Bisphosphonate-related osteonecrosis of the jaws (BRONJ) is a severe bone disease for which the exact pathogenesis mechanisms are not fully understood.


The objective of the study is to investigate a possible contribution of diabetes and microvascular disease to the pathophysiology of BRONJ.


We identified 46 patients treated with bisphosphonates who were diagnosed with BRONJ based on their medical history during 2009 to 2012 and invited them for a dental assessment to confirm the diagnosis. Diabetes diagnosis was based on the American Diabetes Association criteria. The study group was compared to a control group of 38 patients treated with bisphosphonates without evidence of BRONJ.


The study was conducted at Rambam Health Care Campus, a referral center, Haifa, Israel.

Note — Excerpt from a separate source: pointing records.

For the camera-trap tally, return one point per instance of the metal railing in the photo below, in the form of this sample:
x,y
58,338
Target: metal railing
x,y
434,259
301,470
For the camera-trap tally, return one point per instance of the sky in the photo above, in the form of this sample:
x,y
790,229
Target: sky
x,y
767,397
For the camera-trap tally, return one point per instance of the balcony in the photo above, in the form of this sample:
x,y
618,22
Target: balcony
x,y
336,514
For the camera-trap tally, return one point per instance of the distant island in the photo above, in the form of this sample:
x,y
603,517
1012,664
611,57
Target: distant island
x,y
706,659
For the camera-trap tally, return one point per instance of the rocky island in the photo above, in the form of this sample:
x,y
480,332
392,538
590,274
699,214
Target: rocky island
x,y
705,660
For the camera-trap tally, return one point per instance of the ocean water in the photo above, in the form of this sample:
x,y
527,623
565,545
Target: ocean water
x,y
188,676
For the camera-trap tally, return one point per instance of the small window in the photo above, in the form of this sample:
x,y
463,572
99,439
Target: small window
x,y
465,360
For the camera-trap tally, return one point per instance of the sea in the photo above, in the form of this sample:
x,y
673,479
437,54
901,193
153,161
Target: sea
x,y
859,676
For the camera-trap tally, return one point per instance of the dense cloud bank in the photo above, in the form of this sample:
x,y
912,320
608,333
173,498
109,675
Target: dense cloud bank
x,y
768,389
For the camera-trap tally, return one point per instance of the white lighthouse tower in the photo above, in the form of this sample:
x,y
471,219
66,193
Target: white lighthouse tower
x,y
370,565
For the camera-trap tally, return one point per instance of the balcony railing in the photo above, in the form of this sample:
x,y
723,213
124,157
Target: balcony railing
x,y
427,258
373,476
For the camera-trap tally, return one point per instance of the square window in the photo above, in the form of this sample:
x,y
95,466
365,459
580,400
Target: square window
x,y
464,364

The results of our study showed that of the 46 patients with BRONJ, 31 (67.4%) had diabetes or impaired fasting glucose. The proportion with diabetes (37%) was higher than in the control group (26.3%; P = .009). The presence of diabetes or impaired fasting glucose increased the association with BRONJ by 2.78-fold (confidence interval = 1.27-6.07, P = .009). The prevalence of microvascular disease (neuropathy, retinopathy, nephropathy) was significantly higher in the BRONJ than in the control group (P = .01). The presence of diabetic nephropathy increased the association with BRONJ by 3.9-fold (confidence interval = 1.12-13.52, P = .02).


This retrospective study suggests an association between diabetes, perhaps mediated through microvascular complications, and the development of BRONJ.